Isata and Sheku Kanneh-Mason perform at one of festival’s socially distanced concerts. Photograph: Beki
Smith/Sam Murray-Sutton
He insists that the Proms remains a remarkable and thriving musical institution. “I’ve
always been a glass half full rather than glass half empty person. You’ve got to say, look,
there are 5,000 people pitching up to hear this concert, and it’s all on radio, and online,
and much of it is on television. That’s an enormous number of people. And there are
cheap tickets available for thousands. What is there not to celebrate about all of that?”
Commissions were an important element in Wright’s work at the Proms, and he has
ensured they have always been prominent at Aldeburgh too; this year, for instance,
composers Unsuk Chin and Weir are featured musicians. “We all need to keep putting
on lots of new music.
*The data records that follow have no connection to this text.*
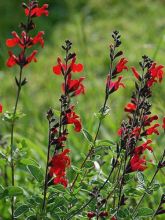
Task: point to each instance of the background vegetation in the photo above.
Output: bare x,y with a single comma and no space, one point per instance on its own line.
88,24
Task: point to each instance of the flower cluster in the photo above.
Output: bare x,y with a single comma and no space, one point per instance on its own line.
112,86
70,87
26,41
140,119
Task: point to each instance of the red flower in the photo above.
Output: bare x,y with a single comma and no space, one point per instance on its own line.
163,125
91,215
37,12
72,118
149,120
143,147
74,86
137,163
60,180
61,68
135,72
120,131
136,131
21,60
152,130
114,86
130,107
113,218
157,72
121,65
103,214
25,41
58,166
1,108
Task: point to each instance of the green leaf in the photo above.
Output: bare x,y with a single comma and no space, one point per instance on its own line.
58,202
36,172
87,135
123,213
57,188
28,161
14,191
140,177
89,164
105,111
104,143
144,212
20,210
31,217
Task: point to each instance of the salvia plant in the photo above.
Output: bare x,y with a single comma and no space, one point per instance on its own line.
110,181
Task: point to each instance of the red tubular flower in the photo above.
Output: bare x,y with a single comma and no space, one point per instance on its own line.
32,57
58,165
103,214
37,12
157,72
137,163
60,180
114,86
21,60
113,218
121,65
39,39
14,41
72,118
130,107
74,86
120,131
143,147
1,108
152,130
163,125
25,41
135,72
91,215
136,131
60,67
149,120
12,60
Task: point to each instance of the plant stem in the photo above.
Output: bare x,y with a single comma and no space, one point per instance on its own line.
101,187
12,138
46,172
93,144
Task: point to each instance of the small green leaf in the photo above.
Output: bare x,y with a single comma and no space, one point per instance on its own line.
14,191
87,135
104,111
123,213
89,164
140,177
104,143
36,172
144,212
31,217
20,210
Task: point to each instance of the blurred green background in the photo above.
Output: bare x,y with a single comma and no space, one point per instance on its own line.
88,24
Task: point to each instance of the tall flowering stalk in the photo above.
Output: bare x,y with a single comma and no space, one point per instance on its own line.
139,123
59,162
112,86
24,42
134,141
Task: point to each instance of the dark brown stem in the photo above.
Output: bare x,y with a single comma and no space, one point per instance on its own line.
46,172
156,172
12,139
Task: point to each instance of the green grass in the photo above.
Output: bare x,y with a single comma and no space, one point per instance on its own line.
88,24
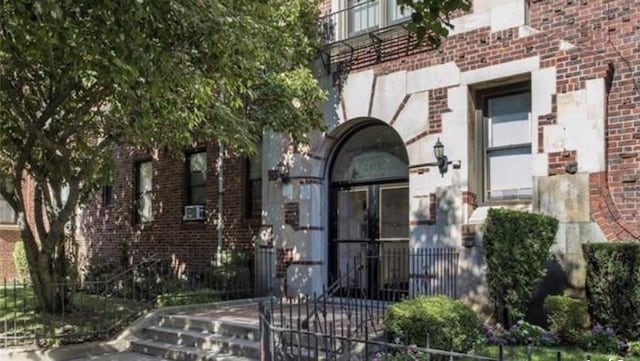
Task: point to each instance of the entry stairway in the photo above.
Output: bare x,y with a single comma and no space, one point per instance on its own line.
199,338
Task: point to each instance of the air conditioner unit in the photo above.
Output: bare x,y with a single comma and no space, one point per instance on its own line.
194,213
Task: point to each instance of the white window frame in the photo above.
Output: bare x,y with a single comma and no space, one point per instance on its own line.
383,14
520,195
144,194
190,172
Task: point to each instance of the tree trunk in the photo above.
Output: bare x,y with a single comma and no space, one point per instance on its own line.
49,280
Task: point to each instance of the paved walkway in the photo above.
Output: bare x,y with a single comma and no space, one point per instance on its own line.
121,356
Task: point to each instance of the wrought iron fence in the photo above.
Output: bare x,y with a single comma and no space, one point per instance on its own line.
99,307
283,336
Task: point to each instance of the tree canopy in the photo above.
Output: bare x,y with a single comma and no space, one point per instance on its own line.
430,19
80,77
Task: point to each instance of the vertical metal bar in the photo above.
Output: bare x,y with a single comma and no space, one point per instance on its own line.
15,314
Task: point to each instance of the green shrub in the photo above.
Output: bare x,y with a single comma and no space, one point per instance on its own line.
567,317
187,298
602,339
613,286
20,259
634,348
516,245
449,324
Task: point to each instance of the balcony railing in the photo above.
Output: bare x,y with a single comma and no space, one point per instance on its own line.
362,17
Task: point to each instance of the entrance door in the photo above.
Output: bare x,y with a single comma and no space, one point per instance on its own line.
369,213
372,239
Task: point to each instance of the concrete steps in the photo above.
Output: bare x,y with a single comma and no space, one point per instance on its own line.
193,338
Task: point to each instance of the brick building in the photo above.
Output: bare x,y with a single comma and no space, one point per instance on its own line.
167,205
10,234
534,103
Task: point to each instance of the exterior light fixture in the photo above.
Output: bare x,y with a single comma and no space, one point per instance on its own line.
283,172
442,161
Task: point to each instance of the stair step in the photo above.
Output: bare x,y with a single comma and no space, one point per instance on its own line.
203,340
185,353
244,330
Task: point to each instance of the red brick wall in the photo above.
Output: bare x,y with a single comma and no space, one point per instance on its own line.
189,243
8,239
606,36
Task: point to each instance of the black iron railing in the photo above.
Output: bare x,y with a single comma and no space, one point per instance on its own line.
97,308
362,17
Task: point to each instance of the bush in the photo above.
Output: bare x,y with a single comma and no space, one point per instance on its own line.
567,317
603,340
449,324
516,245
613,286
520,334
633,348
20,259
187,298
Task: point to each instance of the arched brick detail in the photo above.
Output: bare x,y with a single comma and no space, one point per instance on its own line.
605,213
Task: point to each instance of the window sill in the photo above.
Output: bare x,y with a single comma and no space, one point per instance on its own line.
479,215
9,227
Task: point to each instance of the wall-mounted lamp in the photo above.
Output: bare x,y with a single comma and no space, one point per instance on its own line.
442,161
283,172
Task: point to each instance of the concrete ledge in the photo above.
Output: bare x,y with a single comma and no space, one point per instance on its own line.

There are more than 20 first performances in the festival this
year,” he says. “That’s what’s so extraordinary again about the audience here – they
have been trained over the years and they trust the brand of the festival. They trust the
organisation. Yes, they will fall lovingly into the arms of Schubert’s Trout Quintet, but
they will also let you give them Messiaen’s Catalogue d’Oiseaux played across 24 hours,
or a day of Helmut Lachenmann.”
It is clear that when he leaves Snape, Wright will be leaving a very healthy musical
culture behind him. But beyond spending the summer in the US at the festivals at
Tanglewood and Marlboro, he insists that he has no idea what he is going to do next. He
is unlikely to be short of offers, and he is hardly thinking of retiring – “Well, nobody
retires these days, do they? My wife said to me, ‘So you’re graduating’, which I actually
think is rather nice, rather than retiring.”